Finding the minimum of $z=x^TAx+2b^Tx+1$ How can we find a minimum of $z=x^TAx+2b^Tx+1$?
Where $A$ is a positive definite.
$$
A=\begin{bmatrix}
1 & 1 & 0\\
2 & 3 & 1\\
1 & 1 & 4\\
\end{bmatrix}
$$
$$
x=\begin{bmatrix} x_1 & x_2 & x_3 \end{bmatrix}^T\\
b^T = \begin{bmatrix} 1   & -2 & 1 \end{bmatrix}\\
$$
I know probably this may not comply with the community standard but I have no idea how to start.
 A: Hint:
$\phi(x)=x^\intercal Ax +2b^\intercal x +1$,
From
$$\phi(x+h) = x^\intercal A x + 2b^\intercal x + 1 + 2b^\intercal h +  x^\intercal (A + A^\intercal)h + h^\intercal A h$$
it follows that
$$\phi'(x)=x^\intercal(A+A^\intercal) + 2b^\intercal$$
and  Hessian of $\phi$ is
$$\phi''(x)= A+ A^\intercal $$
Standards methods of Calculus can be use here:

*

*Find $x^*$ such that $\phi'(x^*)=0$

*Check whether $\phi''(x^*)$ is positive definite (or negative definite or neither) the decide whether $x^*$ is a local minimum, (or local max, or neither), etc.

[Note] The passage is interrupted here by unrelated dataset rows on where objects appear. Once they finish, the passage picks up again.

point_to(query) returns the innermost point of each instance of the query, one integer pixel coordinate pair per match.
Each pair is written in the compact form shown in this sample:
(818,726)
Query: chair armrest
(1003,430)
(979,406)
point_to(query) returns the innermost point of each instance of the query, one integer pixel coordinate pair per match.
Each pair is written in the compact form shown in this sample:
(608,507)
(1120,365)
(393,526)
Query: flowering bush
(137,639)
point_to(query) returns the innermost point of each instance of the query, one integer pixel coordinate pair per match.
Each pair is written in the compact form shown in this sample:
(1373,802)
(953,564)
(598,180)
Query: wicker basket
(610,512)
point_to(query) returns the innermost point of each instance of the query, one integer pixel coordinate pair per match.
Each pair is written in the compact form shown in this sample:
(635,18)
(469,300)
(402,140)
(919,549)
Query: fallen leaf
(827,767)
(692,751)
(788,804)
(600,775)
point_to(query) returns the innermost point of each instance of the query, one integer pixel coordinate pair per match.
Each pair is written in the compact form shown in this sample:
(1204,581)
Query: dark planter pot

A: This type of question can be solved in the following fashion:
Define a function $$f:R^n\to R$$ as follows
$$f(x)=x^TAx+2b^Tx+1$$
and calculate the gradient of this function and requiring that it will vanish:
$$\nabla f(x) = \nabla x^TAx+\nabla 2b^Tx+\nabla1=(A+A^T)x+2b^T=0$$
which is the same as $(A+A^T)x=-2b^T$. Now, to determine minimality, we need to calculate the Hessian matrix for this function (the differential of the gradient - that happens to be a linear transformation)
$$D\nabla f(x)=2A$$
Minima will correspond to all eigenvalues of the hessian being positive, but that is true from the positively definite.
A: Let $LL^T$ be the Cholesky decomposition of $B=(A+A^T)/2$, which is symmetric positive definite, and $v=L^{-1}b$. Then $x^TAx=x^TBx$ and
$$||L^Tx+v||^2=(L^Tx+v)^T(L^Tx+v)=(x^TL+v^T)(L^Tx+v)\\=x^TLL^Tx+x^TLv+v^TL^Tx+v^Tv=x^TBx+2v^TL^Tx+v^Tv\\=x^TAx+2b^Tx+v^Tv$$
Hence, $x^TAx+2b^Tx$ is minimized for $x=-L^{-T}v=-B^{-1}b$. And the minimum value is $-v^Tv=-b^TL^{-T}L^{-1}b=-b^TB^{-1}b$. Add $1$ to get the minimum of your function $z$.